I remember as if it were yesterday the presentation of Google+, this social platform that aspired to compete face to face with Facebook and that jumped into the ring of networks after experiences like Google Wave. The start of G+ in 2011 involved a complete change in the web: from users who used the social network to chat with other people to web pages that, to be taken into account by Google, added Google+ buttons to their sharing tools and fought for their readers to “+1” them “. . In fact, all of the company’s products were for Google+. Including Android, of course.
Google+ disappeared in 2019, but remains on Android
Google Play Services or Google Play Services is a dinosaur that not only evolves every year gaining tons of features but also accumulates such mass of software inside that Google prefers to disable older ones instead of cleaning up code. And these are perfectly seen by analyzing the activities of the application and the XML configuration file, the one called “Flags”.
I usually play around with the most popular apps looking for latent new things that the devs, although they haven’t enabled them for the general public, if they keep them in code waiting to work if the right switch is discovered. And looking for new features in Google Play Services (I was looking for the new timelinebut I couldn’t get it to work) I came across the remains of Google+. And I left with the same face that you will surely have when you know that “Google+ is still in Play Services!?”. Yes, as is.

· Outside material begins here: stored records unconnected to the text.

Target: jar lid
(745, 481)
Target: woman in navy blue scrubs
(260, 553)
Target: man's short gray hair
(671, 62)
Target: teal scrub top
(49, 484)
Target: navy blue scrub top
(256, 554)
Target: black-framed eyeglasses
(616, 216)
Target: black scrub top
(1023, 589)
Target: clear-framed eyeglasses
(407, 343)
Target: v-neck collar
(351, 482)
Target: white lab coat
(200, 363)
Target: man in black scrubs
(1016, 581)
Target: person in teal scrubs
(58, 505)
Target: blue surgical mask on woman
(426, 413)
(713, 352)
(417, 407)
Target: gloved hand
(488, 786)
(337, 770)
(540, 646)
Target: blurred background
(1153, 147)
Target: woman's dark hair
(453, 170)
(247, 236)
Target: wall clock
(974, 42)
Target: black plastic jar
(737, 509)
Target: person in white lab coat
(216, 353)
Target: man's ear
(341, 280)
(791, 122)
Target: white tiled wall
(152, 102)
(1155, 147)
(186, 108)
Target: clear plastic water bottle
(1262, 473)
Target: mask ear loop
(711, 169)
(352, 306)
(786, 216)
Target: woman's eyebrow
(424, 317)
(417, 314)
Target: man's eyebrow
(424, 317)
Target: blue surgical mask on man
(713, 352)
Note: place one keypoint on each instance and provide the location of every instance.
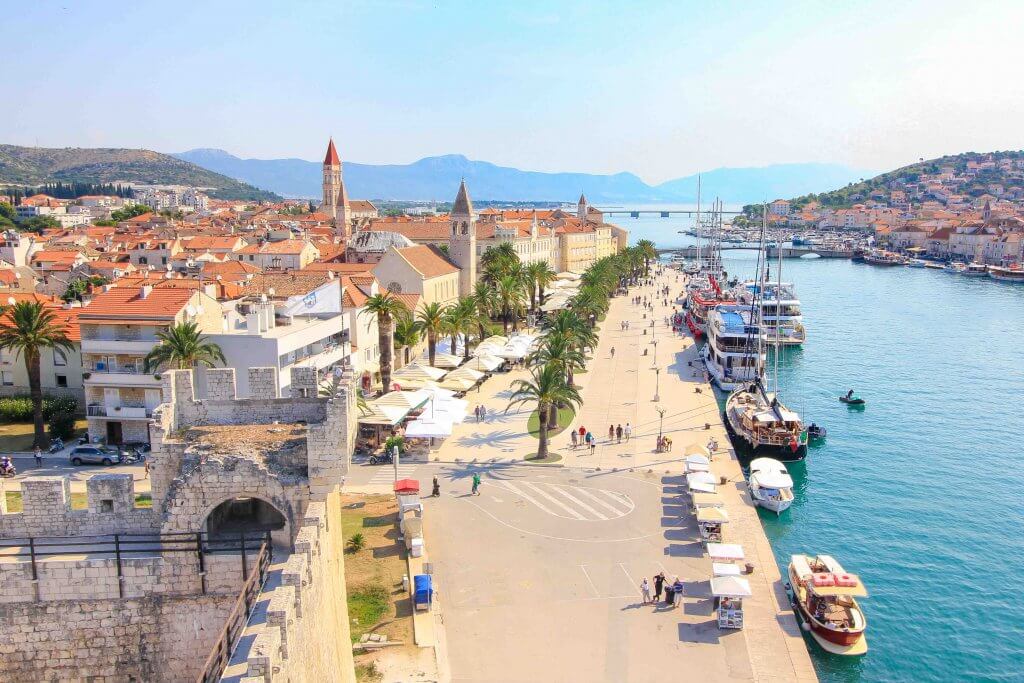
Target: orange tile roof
(428, 261)
(163, 303)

The activities constitute the different sections of the applications; and they can work as a kind of shortcut to certain options enabled in the software. For example, WhatsApp has activities to open new chats or start creating a new avatar, Gmail to open tasks or chat, and Google Play Services for a ton of features. Connecting to Google+ to share content via the social network is one of them, but there are many others.

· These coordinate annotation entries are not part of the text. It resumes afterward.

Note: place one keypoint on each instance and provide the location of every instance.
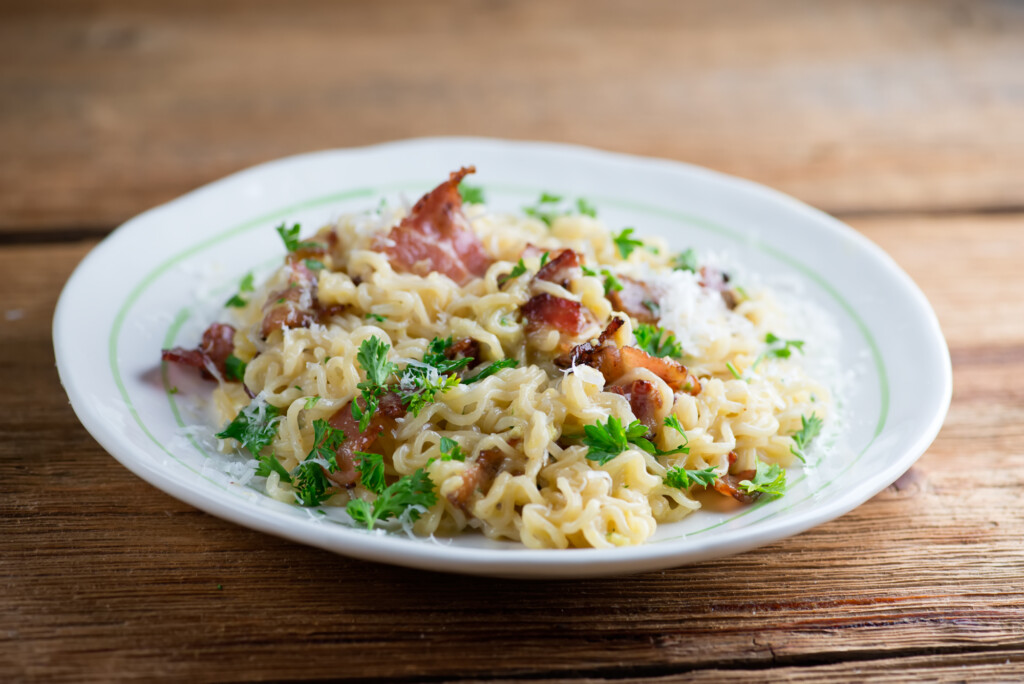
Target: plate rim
(514, 561)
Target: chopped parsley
(471, 194)
(494, 368)
(407, 496)
(269, 464)
(626, 243)
(254, 427)
(768, 479)
(779, 348)
(811, 428)
(657, 341)
(609, 439)
(310, 477)
(685, 261)
(550, 207)
(681, 478)
(451, 451)
(586, 208)
(235, 368)
(372, 357)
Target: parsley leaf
(491, 370)
(451, 451)
(682, 478)
(657, 341)
(471, 194)
(780, 348)
(372, 357)
(768, 479)
(811, 428)
(626, 243)
(371, 467)
(235, 368)
(586, 208)
(406, 495)
(291, 239)
(270, 464)
(609, 439)
(686, 261)
(254, 427)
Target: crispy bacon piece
(716, 280)
(729, 484)
(385, 420)
(636, 299)
(213, 350)
(644, 399)
(479, 475)
(436, 237)
(614, 361)
(561, 268)
(565, 315)
(295, 306)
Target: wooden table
(906, 119)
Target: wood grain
(107, 578)
(109, 107)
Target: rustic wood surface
(906, 118)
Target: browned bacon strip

From Play Services, Google+ activity can be run (you need a mobile with root access) so that the device connects to the online platform looking for credentials. Obviously, and since Google+ is completely dismantled, loading the service is impossible, but It is still found in all the millions of androids distributed worldwide and certified by Google. Even the Google Play Services XML includes configuration settings from the old Google+.

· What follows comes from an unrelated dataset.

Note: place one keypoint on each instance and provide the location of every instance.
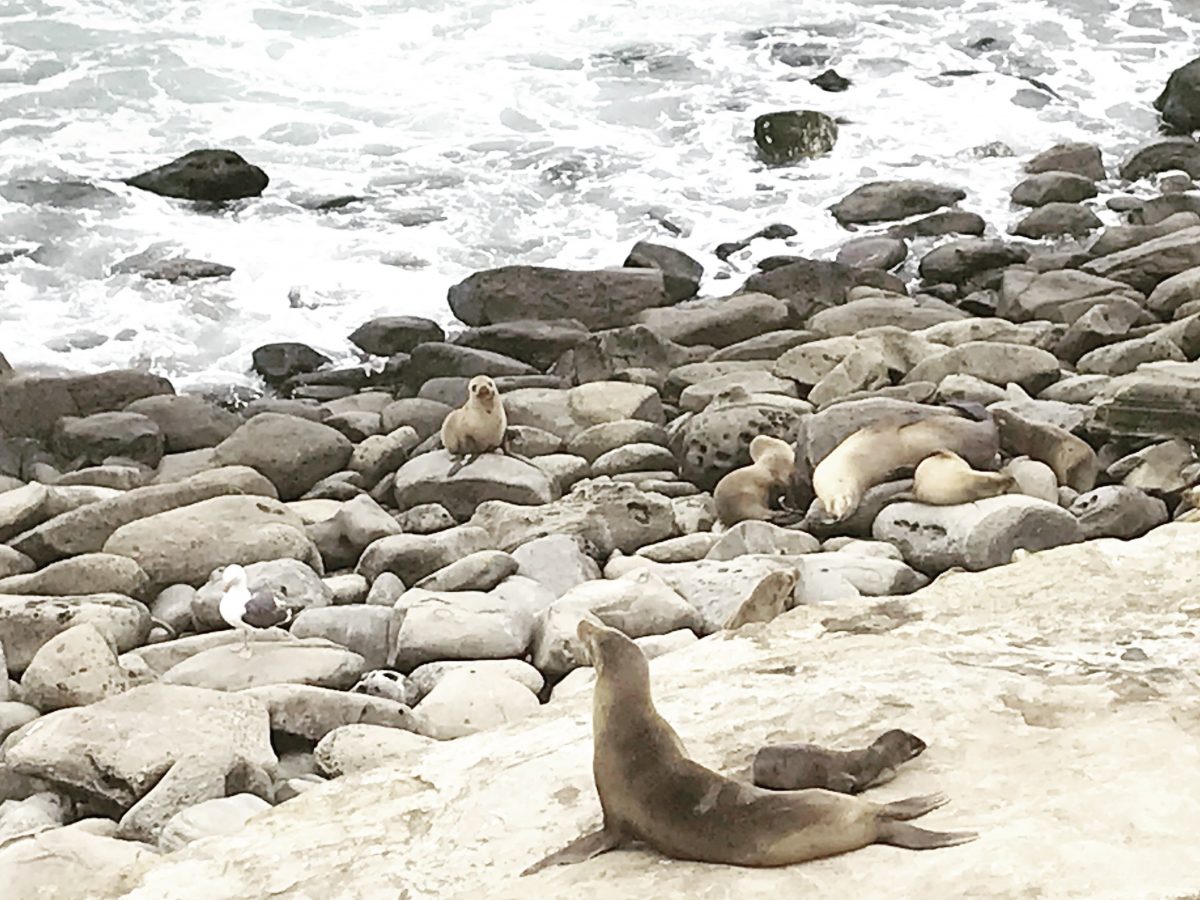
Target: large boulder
(603, 298)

The top fields hint at various functions of the off social network, including enabling contacts’ birthdays. And they remain latent, fattening gaming services that aren’t exactly light.
That Google doesn’t clean up its app code shows a deep lack of optimization
Google Play services have gained vital importance within Android thanks to the fact that they are the key for a device to work in the usual way. Without these services, the Play Store does not work, WhatsApp cannot make a backup, the device loses a large part of its basic applications and even its notifications. They are so important that cleaning up their code of unusable functions is too complex and expensive, just wander through their activities.
Play Services is an application that accumulates more than a GB in cache. It is also one of those that consume the most energy within Android and one of those that causes the most risk of instability: often a wrong operation ends up leading to a dead battery. And the fact that it keeps the Google+ connection is an example of the extreme optimization that this vital Android software needs: who knows what obsolete vestiges it still keeps.